A 0.750-g sample of a compound that might be iron (II) chloride, nickel (II) chloride, or zinc chloride is dissolved in water, and 22.40 mL of 0.515 M AgNO3 is required to completely precipitate all the chloride ion as AgCl.
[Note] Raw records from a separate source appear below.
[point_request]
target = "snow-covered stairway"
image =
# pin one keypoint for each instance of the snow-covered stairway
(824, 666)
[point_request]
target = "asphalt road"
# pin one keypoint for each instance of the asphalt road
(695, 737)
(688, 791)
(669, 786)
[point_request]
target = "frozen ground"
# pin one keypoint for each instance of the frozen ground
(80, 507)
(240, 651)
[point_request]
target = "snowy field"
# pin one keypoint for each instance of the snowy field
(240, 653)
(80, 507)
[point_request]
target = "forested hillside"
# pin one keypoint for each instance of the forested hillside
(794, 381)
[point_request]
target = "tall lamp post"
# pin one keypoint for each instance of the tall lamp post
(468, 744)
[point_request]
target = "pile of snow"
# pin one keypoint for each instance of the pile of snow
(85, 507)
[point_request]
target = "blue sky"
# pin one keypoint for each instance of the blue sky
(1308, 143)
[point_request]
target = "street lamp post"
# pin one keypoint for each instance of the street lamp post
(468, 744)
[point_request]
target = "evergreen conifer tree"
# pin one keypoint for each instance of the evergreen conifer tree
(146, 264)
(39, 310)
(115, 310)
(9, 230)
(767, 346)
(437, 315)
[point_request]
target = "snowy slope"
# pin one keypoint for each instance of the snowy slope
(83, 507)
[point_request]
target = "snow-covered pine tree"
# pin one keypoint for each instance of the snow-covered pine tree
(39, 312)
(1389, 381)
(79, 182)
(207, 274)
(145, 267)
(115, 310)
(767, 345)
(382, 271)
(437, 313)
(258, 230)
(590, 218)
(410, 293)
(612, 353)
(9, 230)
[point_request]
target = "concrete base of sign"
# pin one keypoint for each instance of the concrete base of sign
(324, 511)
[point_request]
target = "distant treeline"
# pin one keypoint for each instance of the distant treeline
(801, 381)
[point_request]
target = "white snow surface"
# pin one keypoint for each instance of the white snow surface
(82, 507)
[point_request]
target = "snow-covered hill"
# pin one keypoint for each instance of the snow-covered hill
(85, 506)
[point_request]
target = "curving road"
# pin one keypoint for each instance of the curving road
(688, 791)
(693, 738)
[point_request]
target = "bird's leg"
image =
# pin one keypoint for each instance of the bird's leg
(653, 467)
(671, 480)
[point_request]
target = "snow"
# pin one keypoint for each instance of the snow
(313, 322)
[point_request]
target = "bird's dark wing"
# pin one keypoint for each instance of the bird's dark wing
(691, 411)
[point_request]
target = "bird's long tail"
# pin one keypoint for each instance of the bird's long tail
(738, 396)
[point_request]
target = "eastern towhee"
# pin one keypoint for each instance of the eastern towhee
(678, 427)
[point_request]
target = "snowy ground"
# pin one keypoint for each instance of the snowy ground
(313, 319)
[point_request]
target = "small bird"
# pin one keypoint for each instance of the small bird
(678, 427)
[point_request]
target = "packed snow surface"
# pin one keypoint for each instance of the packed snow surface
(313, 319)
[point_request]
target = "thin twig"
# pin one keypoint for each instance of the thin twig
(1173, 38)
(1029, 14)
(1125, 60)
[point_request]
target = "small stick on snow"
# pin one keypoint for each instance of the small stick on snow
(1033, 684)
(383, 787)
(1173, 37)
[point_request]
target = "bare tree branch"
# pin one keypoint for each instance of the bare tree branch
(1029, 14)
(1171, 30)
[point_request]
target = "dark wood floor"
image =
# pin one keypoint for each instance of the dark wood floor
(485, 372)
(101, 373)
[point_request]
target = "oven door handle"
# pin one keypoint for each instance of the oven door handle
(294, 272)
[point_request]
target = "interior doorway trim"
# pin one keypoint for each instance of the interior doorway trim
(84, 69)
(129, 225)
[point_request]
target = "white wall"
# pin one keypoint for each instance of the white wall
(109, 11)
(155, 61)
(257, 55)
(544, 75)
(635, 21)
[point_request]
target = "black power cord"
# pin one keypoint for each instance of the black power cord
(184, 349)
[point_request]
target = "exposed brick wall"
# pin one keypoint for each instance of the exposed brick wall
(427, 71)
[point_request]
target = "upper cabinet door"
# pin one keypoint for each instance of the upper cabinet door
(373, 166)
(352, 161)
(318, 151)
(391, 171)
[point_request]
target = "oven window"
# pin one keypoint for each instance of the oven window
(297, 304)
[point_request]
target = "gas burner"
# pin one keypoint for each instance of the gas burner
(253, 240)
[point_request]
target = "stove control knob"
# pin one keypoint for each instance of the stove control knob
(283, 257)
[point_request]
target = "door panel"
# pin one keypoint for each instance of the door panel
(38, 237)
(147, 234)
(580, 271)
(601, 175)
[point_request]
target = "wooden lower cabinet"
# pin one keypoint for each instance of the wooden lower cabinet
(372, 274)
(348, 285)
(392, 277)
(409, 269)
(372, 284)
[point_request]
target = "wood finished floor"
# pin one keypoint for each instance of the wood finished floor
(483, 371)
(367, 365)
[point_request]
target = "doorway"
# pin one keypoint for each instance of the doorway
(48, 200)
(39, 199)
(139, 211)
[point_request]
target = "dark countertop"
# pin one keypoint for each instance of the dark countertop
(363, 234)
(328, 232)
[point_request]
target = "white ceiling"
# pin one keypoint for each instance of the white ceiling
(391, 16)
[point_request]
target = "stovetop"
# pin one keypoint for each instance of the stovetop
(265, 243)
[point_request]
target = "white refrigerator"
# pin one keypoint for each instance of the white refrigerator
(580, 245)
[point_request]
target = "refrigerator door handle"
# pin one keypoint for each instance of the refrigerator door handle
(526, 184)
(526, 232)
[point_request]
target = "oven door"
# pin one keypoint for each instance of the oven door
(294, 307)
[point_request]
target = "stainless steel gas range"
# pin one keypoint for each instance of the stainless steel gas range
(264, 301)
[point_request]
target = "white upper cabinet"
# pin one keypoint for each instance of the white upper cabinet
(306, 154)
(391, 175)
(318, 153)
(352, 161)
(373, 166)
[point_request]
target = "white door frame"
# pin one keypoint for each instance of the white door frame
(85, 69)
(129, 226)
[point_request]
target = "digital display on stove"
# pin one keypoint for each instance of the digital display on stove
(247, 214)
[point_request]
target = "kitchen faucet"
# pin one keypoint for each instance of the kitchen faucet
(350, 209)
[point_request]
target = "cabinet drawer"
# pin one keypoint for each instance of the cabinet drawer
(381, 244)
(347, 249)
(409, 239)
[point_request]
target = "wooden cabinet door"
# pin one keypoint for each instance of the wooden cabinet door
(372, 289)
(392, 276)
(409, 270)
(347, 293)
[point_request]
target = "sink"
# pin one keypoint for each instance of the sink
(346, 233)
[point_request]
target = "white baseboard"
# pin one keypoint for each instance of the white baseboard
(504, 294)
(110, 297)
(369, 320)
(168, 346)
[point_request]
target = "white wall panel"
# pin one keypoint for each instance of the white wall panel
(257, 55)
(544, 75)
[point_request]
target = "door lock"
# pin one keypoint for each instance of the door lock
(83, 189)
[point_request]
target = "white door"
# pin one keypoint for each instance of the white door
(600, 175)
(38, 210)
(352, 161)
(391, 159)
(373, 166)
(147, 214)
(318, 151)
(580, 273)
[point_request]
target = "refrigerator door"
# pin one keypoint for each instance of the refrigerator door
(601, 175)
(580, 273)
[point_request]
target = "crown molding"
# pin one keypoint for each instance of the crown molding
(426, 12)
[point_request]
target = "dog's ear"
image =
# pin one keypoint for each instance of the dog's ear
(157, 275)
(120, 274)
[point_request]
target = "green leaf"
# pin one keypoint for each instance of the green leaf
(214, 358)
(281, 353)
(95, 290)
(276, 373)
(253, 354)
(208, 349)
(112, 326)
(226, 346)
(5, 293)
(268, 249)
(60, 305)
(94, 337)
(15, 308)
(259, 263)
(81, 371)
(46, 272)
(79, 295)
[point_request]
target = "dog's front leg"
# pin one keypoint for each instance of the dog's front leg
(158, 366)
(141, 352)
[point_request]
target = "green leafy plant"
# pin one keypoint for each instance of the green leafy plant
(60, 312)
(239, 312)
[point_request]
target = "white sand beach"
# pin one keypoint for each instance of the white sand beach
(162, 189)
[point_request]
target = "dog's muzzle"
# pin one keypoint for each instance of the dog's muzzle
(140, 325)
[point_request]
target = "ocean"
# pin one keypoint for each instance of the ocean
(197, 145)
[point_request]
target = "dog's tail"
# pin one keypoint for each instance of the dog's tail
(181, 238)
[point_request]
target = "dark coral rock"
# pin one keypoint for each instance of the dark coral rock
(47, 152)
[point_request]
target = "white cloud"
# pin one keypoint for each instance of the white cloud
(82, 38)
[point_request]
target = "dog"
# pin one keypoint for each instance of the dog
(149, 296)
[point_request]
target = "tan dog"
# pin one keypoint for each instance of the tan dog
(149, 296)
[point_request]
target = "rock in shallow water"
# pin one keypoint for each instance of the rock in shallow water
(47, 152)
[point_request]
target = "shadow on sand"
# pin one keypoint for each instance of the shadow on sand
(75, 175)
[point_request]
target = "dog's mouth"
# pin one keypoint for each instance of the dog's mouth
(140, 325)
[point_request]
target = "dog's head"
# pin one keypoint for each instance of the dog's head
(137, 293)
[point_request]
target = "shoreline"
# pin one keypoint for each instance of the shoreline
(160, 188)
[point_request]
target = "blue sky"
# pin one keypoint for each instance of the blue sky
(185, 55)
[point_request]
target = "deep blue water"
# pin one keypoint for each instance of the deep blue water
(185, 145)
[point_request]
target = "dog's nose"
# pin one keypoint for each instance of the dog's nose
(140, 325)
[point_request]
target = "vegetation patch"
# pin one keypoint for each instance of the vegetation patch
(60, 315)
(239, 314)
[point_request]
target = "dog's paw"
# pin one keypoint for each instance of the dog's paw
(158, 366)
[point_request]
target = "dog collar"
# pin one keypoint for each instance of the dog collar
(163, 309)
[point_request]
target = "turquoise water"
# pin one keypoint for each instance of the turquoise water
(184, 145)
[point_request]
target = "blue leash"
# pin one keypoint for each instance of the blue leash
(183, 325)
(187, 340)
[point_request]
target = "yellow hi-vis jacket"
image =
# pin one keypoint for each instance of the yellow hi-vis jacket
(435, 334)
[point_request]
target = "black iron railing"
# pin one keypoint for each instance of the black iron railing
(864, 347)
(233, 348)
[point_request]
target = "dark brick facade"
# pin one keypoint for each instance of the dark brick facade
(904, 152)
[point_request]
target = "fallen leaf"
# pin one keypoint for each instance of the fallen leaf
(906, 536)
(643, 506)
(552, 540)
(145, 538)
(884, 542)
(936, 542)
Name the compound, and write its formula.

Answer: The compound is nickel (II) chloride.

NiCl2

Explanation:

Let's assume that the compound is X.

Then,

XCl2 + 2AgNO3 - --> X (NO3) 2 + 2AgCl

Given,

Volume of AgNO3 = 22.4ml = 0.0224L

Concentration of AgNO3 = 0.515M

no of moles = concentration x volume

:• n (AgNO3) = 0.515 x 0.0224

n (AgNO3) = 0.011536 mol

Therefore, no of moles of AgNO3 is 0.0011536mol

From the equation above, we can deduce that;

n (XCl2) = 1/2n (AgNO3)

:• n (XCl2) = 1/2 * 0.011536

n (XCl2) = 0.005768

Therefore number of moles of XCl2 is 0.005768 mol.

Mass, m, of XCl2 = 0.75g (Given)

Molar mass = mass / no of moles

Molar mass of XCl2 = 0.75/0.005768

:• molar mass of XCl2 = 130.03g/mol

Molar mass of Cl = 35.453

Cl2 = 2 x 35.453 = 70.906

Molar mass of XCl2 = M. mass of X +

M. mass of Cl2

:• 130.03 = M. mass of X + 70.906

Molar mass of X = 130.03 - 70.906

Molar mass of X = 59.1

By comparing to literature, we can conclude that X is Nickle, Ni.

Therefore, the compound is NiCl2, Nickle (II) Chloride.